Humans have become a major factor in reshaping the Earth’s biosphere. One of the
major effects of human changes to the environment is an increase in the rate of
species extinction as compared to background rates. Biodiversity hotspots are areas
whose species assemblages are very rich (50% of the world’s plants and 42% of land
vertebrates) yet very threatened with extinction ( > 70% habitat destruction), and
which ought to be foci for conservation efforts. The intense peril in which the flora
of these endangered regions are requires an equally intense response from the scientific
community. This study investigated the benefits of adding genomic information to voucher
specimens to alleviate the Linnaean (lack of species description), Wallacean (lack of data
on species distribution) and Darwinian (lack of data on species evolution) shortfalls.

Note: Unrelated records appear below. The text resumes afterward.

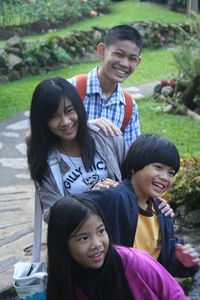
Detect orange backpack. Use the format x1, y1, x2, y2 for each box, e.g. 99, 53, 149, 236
76, 74, 133, 132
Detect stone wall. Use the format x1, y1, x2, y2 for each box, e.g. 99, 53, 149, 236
0, 22, 193, 83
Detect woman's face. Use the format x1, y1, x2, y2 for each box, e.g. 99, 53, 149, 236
48, 98, 78, 144
68, 215, 109, 269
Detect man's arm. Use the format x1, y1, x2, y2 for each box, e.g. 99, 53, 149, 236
123, 100, 140, 146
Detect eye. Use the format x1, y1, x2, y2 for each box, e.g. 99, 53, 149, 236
65, 107, 76, 114
129, 56, 138, 63
115, 52, 122, 57
97, 227, 106, 235
77, 235, 88, 242
49, 114, 59, 120
154, 164, 162, 170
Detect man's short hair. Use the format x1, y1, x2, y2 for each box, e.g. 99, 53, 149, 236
104, 25, 143, 49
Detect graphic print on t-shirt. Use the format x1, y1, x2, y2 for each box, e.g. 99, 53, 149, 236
61, 153, 108, 194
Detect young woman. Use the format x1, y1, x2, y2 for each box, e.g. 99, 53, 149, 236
28, 77, 127, 221
47, 195, 186, 300
28, 77, 173, 222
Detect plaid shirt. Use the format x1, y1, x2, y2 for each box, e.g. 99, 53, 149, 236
68, 67, 140, 146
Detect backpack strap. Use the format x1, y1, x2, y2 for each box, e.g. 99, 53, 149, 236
121, 90, 133, 132
76, 74, 133, 132
76, 74, 87, 101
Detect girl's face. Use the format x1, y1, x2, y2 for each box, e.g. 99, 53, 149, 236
48, 98, 78, 144
68, 215, 109, 269
131, 163, 175, 201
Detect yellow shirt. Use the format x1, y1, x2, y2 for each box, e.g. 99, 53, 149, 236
133, 204, 161, 259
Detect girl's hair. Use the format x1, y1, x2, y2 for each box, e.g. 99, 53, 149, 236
47, 195, 132, 300
122, 134, 180, 179
28, 77, 95, 184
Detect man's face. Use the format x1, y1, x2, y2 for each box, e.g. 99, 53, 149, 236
97, 40, 140, 84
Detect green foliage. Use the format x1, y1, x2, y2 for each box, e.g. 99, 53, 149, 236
162, 153, 200, 211
0, 0, 110, 26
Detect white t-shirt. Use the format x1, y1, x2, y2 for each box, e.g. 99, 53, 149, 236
60, 153, 108, 194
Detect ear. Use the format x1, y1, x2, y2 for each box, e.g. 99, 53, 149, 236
97, 43, 106, 59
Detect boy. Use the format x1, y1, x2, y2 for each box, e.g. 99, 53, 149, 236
69, 25, 142, 145
83, 134, 200, 277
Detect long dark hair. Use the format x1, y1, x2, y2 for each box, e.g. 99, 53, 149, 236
28, 77, 95, 184
47, 195, 133, 300
122, 133, 180, 179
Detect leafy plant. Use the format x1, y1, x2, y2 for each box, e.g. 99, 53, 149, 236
163, 154, 200, 211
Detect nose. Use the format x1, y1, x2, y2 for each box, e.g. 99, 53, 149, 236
60, 114, 70, 126
120, 56, 129, 67
160, 170, 169, 181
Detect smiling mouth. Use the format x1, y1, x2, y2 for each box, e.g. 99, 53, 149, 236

An open-source R bioinformatic pipeline was developed to determine the percentage of vascular
plant species present in biodiversity hotspots with at least one reproducible DNA sequence
deposited on GenBank. Reproducible DNA sequences were defined as being underpinned by traceable
material and methods and accurate taxonomic identifications. A vascular plant species checklist
for the 36 biodiversity hotspots was inferred using 32,914,892 GBIF occurrences, comprising 204,044
species. A total of 736,532 GenBank accessions (representing DNA barcodes) were downloaded for
those species. Associated abstracts and metadata were mined from 3,127 publications deposited on
PubMed to assess DNA sequences reproducibility. The reproducibility of each study was tested by a
sentiments (natural language processing) analysis.
Overall, the analyses indicated that the reproducibility crisis also extended to the realm of
biodiversity. There was a significant shortfall in genetic information available for biodiversity
hotspots, where 80.3% of the sequences produced (591,431) were not reproducible. This meant that
only 19.7% of sequences—representing only 37,637 species (18% of the total)— were reproducible.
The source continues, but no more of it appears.